Generative models, which can include GANs, often exhibit the ability to encode significant visual concepts linearly within their latent space. This feature allows these models to perform controlled image edits, making alterations to facial attributes such as age and gender. However, in the case of multi-step generative models, like diffusion models, identifying this linear latent space remains a challenging process. Meanwhile, personalization methodologies, as seen in Dreambooth and Custom Diffusion models, have suggested a path toward uncovering this interpretable latent space.
In these models, diffusion models are personalized by fine-tuning specific images of subjects. This method leads to model weights that are specific to each identity, bypassing the need for a latent code within the noise space. In a collaboration between researchers from UC Berkeley, Snap Inc., and Stanford University, they have explored the weight space of these customization diffusion models using a dataset of over 60,000 models. Each of these models was fine-tuned to reflect a different visual identity.
The researchers named this weight space “weights2weights” (w2w) and treated it as a subspace. An examination of this space showed its potential for sampling new identities, making semantic changes, such as adding a beard, and inverting images to generate practical identities, even when working with out-of-distribution inputs.
Many image-based generative model types, including VAEs, Flow-based models, GANs, and Diffusion models, are tailored to create high-quality, photorealistic images. Of these, GANs and Diffusion models had exceptional customization and controllability capabilities. In these examples, the researchers attempted to integrate user-defined concepts by reducing the parameters’ dimensionality, utilizing methods such as low-rank updates, implementing hypernetworks, and working within specific layers.
They developed a method that involved creating a manifold of model weights that reflected individual identities. This process was accomplished by fine-tuning latent diffusion models with Dreambooth and using LoRA to reduce the resulting weights’ dimensionality.
Results from their experiments indicated that the w2w space was useful in manipulating human identities across several tasks. It achieved this by allowing for identity editing and enabling the inversion of a single image into its identity by optimizing weights within the w2w space.
By using fine-tuning methods, they created a synthetic dataset of around 65,000 identities, encoded into model weights. Through this, they managed to sample new identities, modify the identities’ attributes, and invert out-of-distribution identities into realistic ones.

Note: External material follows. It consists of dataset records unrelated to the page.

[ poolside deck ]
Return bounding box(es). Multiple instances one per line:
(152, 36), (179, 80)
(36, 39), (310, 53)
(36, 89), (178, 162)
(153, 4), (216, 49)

In conclusion, they introduced the concept of weights2weights space (w2w space), treating diffusion model weights as points in a defined space by other customized models. While this concept shows potential for misuse in the form of malicious identity manipulation, the researchers hope for a focus on enhancing model safety and exploring visual creativity. The researchers see potential for the w2w space concept to be expanded beyond identities, and this is a likely future research avenue. The w2w space acts as an interpretable latent space for identity manipulation. Their findings and resources are available on Github.